Opera has taken a different approach, adopting a “whitelist” of IDNs created through domain registries that “have implemented anti-homographic character policies or otherwise limited the available set of characters to prevent URL spoofing.” Opera 8.0 beta 2 also adds an additional anti-phishing measure previously implemented by Firefox, displaying the owner of a site’s SSL encryption certificate alongside the “lock” icon that indicates a secure connection:
The update of Firefox comes less than two weeks after the Mozilla Project turned off IDN support as the default configuration in an effort to protect users from potential spoofing attacks using IDN.
Mozilla’s decision had been criticized by the Council of European National Top-Level-Domain Registries (CENTR), which said that turning off IDN support in browsers “is an overly zealous step that will harm public confidence in IDNs – a technology that is desperately needed in the non-English speaking world.”
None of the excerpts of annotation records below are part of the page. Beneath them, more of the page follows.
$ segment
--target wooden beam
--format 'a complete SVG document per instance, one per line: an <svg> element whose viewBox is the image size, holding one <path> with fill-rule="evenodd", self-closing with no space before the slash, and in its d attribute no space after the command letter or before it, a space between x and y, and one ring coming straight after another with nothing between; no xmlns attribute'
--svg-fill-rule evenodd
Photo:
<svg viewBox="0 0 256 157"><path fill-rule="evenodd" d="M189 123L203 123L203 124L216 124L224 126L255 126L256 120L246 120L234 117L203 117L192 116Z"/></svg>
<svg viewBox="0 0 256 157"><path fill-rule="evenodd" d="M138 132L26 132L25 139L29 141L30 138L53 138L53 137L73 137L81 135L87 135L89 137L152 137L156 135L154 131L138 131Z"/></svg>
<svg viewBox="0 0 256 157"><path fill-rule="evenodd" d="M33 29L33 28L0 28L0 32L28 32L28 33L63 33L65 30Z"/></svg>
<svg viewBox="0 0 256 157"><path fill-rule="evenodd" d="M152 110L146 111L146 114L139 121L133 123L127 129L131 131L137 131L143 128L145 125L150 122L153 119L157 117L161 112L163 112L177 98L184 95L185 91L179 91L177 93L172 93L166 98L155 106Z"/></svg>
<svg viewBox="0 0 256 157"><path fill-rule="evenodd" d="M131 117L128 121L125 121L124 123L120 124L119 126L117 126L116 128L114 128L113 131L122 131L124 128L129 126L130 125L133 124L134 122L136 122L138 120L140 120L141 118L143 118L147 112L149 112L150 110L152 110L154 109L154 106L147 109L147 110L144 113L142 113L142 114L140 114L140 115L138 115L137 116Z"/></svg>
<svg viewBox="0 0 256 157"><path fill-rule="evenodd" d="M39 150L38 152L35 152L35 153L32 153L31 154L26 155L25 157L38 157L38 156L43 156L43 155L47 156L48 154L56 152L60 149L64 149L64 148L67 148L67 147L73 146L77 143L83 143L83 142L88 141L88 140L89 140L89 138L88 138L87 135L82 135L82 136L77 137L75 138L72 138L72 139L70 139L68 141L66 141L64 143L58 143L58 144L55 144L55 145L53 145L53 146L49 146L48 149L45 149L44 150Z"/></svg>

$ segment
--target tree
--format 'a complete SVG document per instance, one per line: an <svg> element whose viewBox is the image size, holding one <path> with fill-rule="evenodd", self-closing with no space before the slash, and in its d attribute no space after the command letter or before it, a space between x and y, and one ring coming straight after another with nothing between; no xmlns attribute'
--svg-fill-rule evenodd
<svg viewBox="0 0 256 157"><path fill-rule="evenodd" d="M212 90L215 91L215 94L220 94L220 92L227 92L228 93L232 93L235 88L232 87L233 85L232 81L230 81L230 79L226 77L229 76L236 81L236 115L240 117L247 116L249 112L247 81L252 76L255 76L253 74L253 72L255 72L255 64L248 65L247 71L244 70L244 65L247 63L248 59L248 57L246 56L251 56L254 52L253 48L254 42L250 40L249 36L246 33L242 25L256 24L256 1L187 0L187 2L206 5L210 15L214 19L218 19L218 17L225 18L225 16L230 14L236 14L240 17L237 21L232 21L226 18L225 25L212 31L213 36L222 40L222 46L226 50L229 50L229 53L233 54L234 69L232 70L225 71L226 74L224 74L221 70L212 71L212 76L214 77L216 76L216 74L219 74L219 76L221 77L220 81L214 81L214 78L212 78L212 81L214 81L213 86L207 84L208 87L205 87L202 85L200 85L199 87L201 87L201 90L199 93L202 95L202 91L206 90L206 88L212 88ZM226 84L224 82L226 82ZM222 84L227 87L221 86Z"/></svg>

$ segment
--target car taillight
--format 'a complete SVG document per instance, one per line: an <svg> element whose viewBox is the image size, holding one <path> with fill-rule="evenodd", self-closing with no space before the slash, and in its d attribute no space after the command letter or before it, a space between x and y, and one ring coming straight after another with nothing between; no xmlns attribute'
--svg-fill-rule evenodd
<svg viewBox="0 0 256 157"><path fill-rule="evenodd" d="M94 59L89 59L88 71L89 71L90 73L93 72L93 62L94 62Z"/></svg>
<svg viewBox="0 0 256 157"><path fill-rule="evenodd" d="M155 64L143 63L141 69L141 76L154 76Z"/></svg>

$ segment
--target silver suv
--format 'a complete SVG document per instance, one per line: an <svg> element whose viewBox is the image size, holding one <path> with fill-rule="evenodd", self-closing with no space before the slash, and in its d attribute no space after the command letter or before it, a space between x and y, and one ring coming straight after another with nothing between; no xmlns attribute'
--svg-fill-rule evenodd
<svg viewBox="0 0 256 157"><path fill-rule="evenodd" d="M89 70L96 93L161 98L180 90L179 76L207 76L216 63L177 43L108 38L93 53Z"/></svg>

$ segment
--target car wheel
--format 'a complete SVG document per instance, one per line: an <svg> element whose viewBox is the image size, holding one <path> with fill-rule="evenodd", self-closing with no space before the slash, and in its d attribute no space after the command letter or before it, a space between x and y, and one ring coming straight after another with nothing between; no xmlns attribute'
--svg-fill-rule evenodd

At the time, the Mozilla Group called turning off IDN a necessary step but “obviously an unsatisfactory solution in the long term.” At the time, one of the authors of the IDN standard expressed hope that Mozilla would craft a more balanced solution. Paul Hoffman noted that the issue involves “deep, possibly justified, mistrust in the browser developer community. If someone took the lead on doing the right thing (on IDN), others would have to at least respond, if not exactly match what the leader did.”
Opera’s developers agree that “the IDN problem is not one that can be solved alone, but rather together with other browser vendors, domain name registries, certificate authorities and other members of the Internet community.”